Figure 5 below shows the topology from the AppDynamics monitoring tool, which is limited to application-only topology and has no knowledge of the underlying physical infrastructure and network.
The blueprint and graph database will need to do the hard work to reconcile topology across the many layers (application, infrastructure, and network).
When building a dynamic service, the service modeler will just select the software cluster (which is an application name in the AppDynamics model). The blueprint will then automatically model a service that connects the application topology to physical hosts and network devices discovered using a discovery tool and further enriched by other monitoring tools. In seconds, the service modeler can automatically create a service model—that spans application to network and cloud to mainframe—for AIOps, change management, and asset management use cases. This service model is dynamic and will be automatically maintained based on the blueprint. If, in the future, CIs are added or removed, the pattern matching will dynamically account for any changes and maintain a current service model.

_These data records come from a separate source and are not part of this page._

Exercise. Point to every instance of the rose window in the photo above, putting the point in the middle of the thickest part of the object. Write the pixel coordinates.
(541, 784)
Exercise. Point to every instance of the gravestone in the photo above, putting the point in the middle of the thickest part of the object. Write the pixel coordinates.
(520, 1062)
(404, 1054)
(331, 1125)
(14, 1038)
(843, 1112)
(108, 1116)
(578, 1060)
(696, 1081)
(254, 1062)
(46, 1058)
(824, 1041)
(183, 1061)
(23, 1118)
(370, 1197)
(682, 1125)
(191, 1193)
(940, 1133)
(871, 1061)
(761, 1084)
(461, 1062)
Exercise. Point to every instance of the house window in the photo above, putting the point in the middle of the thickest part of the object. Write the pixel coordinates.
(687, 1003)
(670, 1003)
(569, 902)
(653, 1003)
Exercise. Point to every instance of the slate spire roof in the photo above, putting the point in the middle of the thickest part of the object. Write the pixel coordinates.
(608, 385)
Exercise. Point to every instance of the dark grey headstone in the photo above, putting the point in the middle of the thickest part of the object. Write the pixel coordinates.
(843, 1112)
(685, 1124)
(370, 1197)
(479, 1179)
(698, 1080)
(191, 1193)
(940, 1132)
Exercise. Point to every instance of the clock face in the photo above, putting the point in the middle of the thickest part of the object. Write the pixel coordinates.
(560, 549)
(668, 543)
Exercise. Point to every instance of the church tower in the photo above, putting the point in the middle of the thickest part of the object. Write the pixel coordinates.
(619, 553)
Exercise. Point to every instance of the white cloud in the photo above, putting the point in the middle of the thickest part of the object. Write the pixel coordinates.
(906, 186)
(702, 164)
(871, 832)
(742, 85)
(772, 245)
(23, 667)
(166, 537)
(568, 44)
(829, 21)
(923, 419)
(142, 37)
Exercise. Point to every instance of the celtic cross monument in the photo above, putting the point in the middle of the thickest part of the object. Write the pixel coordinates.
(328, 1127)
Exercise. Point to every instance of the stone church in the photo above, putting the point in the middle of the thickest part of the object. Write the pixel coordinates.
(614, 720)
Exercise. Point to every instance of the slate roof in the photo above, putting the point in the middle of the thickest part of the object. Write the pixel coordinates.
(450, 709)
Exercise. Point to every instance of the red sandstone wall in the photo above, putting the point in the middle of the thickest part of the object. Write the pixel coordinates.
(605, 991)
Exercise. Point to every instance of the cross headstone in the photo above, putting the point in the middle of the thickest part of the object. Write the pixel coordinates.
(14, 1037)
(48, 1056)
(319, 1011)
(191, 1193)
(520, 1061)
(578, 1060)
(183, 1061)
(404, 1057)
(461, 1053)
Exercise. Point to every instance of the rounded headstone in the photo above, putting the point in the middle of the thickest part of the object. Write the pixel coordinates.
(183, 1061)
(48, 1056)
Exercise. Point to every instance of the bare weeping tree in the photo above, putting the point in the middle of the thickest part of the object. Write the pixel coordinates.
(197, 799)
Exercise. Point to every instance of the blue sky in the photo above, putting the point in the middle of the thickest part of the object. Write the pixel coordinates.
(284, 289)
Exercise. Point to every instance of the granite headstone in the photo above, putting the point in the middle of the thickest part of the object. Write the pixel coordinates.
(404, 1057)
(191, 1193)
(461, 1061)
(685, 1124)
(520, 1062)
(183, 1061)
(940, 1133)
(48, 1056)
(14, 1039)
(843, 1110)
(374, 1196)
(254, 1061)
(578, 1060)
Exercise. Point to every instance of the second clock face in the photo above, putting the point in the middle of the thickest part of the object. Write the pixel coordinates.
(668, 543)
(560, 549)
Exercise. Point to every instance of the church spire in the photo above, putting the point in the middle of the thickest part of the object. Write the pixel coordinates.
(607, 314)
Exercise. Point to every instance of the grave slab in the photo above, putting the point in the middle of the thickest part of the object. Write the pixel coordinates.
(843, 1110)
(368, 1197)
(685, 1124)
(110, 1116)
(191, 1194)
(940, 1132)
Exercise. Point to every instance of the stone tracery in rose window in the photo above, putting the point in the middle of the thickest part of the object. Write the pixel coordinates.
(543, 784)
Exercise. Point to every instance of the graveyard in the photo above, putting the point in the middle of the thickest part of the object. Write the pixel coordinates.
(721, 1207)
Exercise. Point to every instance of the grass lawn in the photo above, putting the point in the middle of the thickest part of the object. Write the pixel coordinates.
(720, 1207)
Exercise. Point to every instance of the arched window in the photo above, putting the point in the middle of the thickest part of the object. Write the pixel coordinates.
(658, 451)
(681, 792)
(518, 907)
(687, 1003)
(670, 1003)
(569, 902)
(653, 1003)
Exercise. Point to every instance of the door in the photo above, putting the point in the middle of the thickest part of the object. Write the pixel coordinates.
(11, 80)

Figure 6 shows the result of using the AppDynamics blueprint. You can see the relationships between software components, runtime processes, virtual hosts, physical hosts, and interface cards/port connected to a switch. This level of detail is required for change impact analysis and AI/ML algorithms to perform root cause analysis when a critical business service is at risk or at fault.
Show inter-service impacts by modeling service dependencies
Blueprints for infrastructures or core networks can also be used to model low-level virtual or physical shared services, and customer-facing services can be modeled to depend on these shared services. A service hierarchy map helps provide answers on which services, for example, are impacted by a shared service like core network, infrastructure, or storage. Figure 7 below shows how a core network issue impacts a customer-facing retail outlet service.
In a future blog post, I will show how we can easily enhance the AppDynamics blueprint to build an uber-blueprint that includes multi-cloud, mainframe, and storage for a distributed microservices application.